Tam o sırada Matt görüş alanıma girdi. Bize doğru geliyordu. Kahretsin. Ayrıca Mingyu, Minho ve Jungkook da bize doğru geliyordu. Lanet olsun! Panikledim ve bu bir atağı tetiklemiş olmalıydı. Ellerimin titremesini gizlemek için onları arkama saklamam gerekti. Matt de Jungkook da aynı anda yanımıza ulaştı ve Matt'in fazla samimi bir ifadeyle "Taehyung!" dediğini işittim. Yüzümdeki gergin ifadenin son derece farkındaydı ama bundan zevk alıyordu. Jungkook'un gözlerini üzerimde hissetmek beni daha da gerdi ve dişlerimin arasından "Hey Matt." diye karşılık verdim. Matt'in gözleri ikimiz arasında dolaşırken Jungkook konuşmanın dışında kalmayı tercih etti. Zaten neden dahil olmasını bekliyordum ki? Onun yerine Hoseok araya girdi ve "Bu kim?" diye sordu.

Matt alınmış gibi yaparak "Tanıştırmayacak mısın?" diye sitem etti. Oh, yüzüne başka bir yumruk daha atacaktım. Hemen şimdi. Burada. Tüm kasabanın önünde. Kendimi tuttum ve sakinleşmek için bir anlığına başımı eğdim. Derin bir nefes alarak yeniden diklendiğimde Matt pis pis sırtıyordu. "Çocuklar," dedim Matt'i işaret ederek, "Bu Matt. Bilim projesinde partnerimdi." Herkesle el sıkışmasını izlemek beni fena hâlde sinirlendirdi. Kendime hâkim olmam bile bir mucizeydi. Nihayet sıra Jungkook'un elini sıkmaya geldiğinde şaşırmış gibi yaptı. "Vay canına!" dedi. "Sen Jungkook olmalısın. Taehyung senden çok bahsetti. Yüzün tam da tarif ettiği gibi." Hayır, Jungkook'tan hiç bahsetmemiştim. Şerefsiz herif.

Jungkook soğuk bir sesle "Bahsetmemesini tercih ederim." dedi. Aramızdaki gerilim elle tutulur cinstendi ve Matt elbette bunu fark etti. Bakışları ikimiz arasında gezindi ve yüzüne parlak bir gülümseme yerleşti. "Ah, anlaşılan aranız pek iyi değil. Yazık olmuş, dostum. İkiniz çok tatlı bir çift olabilirdiniz." Tükürüğümde boğulmak üzereydim. Herkeste şaşkın bir sessizlik oluşmuştu. Bedenim bir anda o kadar kasıldı ki kollarıma kramp girdi. Jungkook da aynı şekilde kasılmış görünüyordu. Yalnızca bunu düşünmekten bile ne kadar nefret ettiğini yüzünden anlayabilirdiniz. Ama Matt susmadı. Sanki ortamı yeterince germiyormuş gibi konuşmaya devam etti.

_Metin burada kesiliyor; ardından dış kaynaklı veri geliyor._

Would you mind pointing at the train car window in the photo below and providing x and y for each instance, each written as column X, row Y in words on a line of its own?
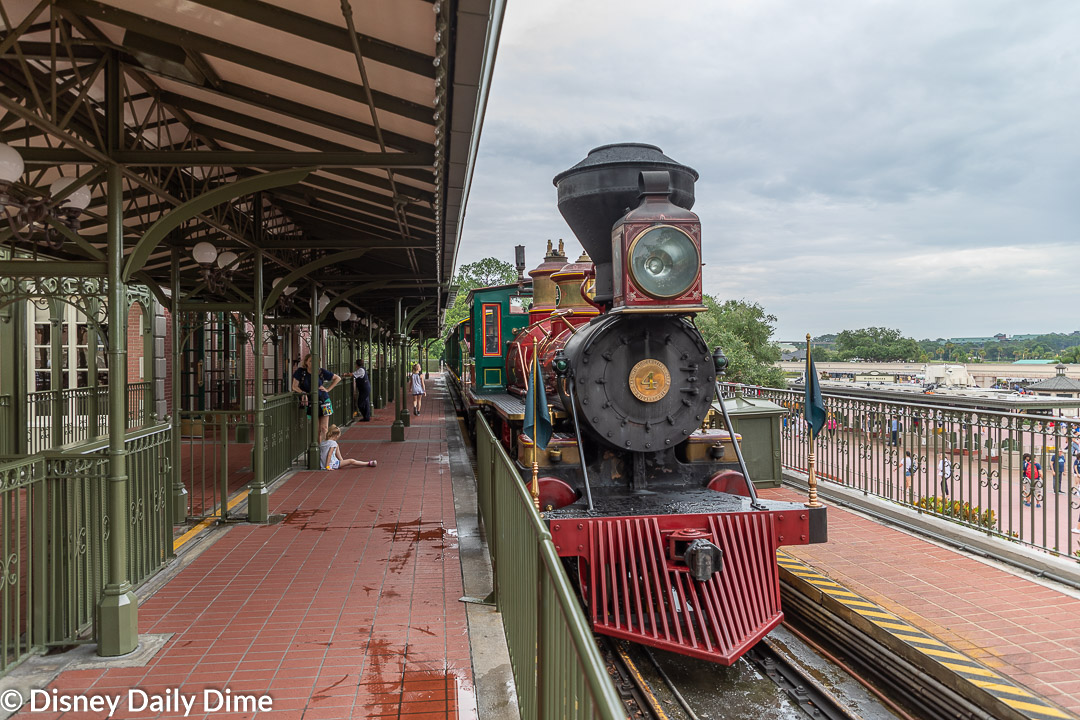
column 520, row 304
column 491, row 328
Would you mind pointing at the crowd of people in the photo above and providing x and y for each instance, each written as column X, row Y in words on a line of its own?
column 329, row 451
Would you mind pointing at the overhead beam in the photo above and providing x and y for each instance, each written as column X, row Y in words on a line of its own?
column 278, row 131
column 325, row 34
column 244, row 95
column 199, row 43
column 232, row 158
column 53, row 269
column 200, row 204
column 272, row 159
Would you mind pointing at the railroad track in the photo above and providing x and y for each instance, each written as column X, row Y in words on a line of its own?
column 779, row 688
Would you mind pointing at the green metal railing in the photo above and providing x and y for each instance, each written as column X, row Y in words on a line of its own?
column 962, row 464
column 557, row 668
column 215, row 458
column 54, row 533
column 63, row 417
column 286, row 433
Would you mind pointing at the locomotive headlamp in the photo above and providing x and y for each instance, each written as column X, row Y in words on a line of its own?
column 719, row 361
column 663, row 261
column 561, row 364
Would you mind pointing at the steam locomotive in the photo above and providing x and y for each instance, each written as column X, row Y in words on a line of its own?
column 655, row 514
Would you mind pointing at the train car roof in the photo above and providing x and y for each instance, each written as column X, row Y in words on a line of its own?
column 526, row 285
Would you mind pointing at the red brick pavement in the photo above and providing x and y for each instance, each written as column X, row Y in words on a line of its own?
column 1014, row 625
column 347, row 609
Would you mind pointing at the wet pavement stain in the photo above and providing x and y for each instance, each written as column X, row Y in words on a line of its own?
column 302, row 519
column 391, row 683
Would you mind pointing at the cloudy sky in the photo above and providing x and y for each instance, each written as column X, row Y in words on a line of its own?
column 912, row 163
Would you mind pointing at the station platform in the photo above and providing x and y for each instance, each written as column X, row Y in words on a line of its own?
column 975, row 622
column 347, row 607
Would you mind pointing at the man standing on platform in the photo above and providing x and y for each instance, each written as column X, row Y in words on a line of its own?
column 362, row 385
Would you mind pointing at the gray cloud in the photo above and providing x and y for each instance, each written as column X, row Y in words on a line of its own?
column 862, row 163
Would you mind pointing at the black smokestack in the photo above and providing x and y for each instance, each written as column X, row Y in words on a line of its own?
column 597, row 191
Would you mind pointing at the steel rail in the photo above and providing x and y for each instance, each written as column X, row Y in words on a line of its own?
column 927, row 696
column 802, row 689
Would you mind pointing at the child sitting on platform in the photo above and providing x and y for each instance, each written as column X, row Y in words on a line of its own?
column 331, row 456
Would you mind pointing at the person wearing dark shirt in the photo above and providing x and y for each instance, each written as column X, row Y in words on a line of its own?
column 327, row 380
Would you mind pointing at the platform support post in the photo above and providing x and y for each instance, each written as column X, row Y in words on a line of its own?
column 397, row 430
column 313, row 395
column 179, row 492
column 258, row 496
column 404, row 379
column 118, row 609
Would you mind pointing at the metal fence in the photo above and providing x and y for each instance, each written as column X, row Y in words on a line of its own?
column 557, row 668
column 286, row 433
column 7, row 426
column 215, row 458
column 63, row 417
column 54, row 533
column 1008, row 474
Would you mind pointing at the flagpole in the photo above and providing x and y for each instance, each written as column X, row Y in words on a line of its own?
column 535, row 377
column 811, row 481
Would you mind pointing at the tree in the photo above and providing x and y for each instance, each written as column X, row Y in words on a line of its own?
column 744, row 330
column 881, row 344
column 1070, row 355
column 482, row 273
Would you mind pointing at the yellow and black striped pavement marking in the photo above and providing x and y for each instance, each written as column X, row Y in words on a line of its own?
column 1017, row 697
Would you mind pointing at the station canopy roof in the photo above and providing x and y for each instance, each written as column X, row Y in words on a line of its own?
column 378, row 102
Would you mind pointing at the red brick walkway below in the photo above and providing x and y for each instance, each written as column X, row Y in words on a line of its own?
column 349, row 608
column 1020, row 627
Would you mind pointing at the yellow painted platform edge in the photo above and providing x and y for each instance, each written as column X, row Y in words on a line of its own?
column 1003, row 689
column 208, row 521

"Aslında biliyor musunuz, Taehyung'un Jungkook için o kadar telaşlandığını görünce iyi anlaşıyorsunuz sanmıştım. Garip." Yine herkesin gözü benim üzerimdeydi ve Yoona'yla Chaeyoung'un da Maria'nın yanında durduğunu görebiliyordum. Kıpkırmızı oluyordum ama utançtan değildi. Tamamen öfkeden kaynaklanıyordu. Jungkook'un yüzü solmuştu. Ne demek istediğini açıklamamı bekliyor gibiydi. Hepsi bir açıklama bekliyordu. Dişlerimi sıktım ve artık dayanamayıp Matt'in üzerine atladım. Ama Hoseok beni tam zamanında yakaladı. "Seni şerefsiz herif!" diye kükredim suratına. "O gün seni parçalamalıydım."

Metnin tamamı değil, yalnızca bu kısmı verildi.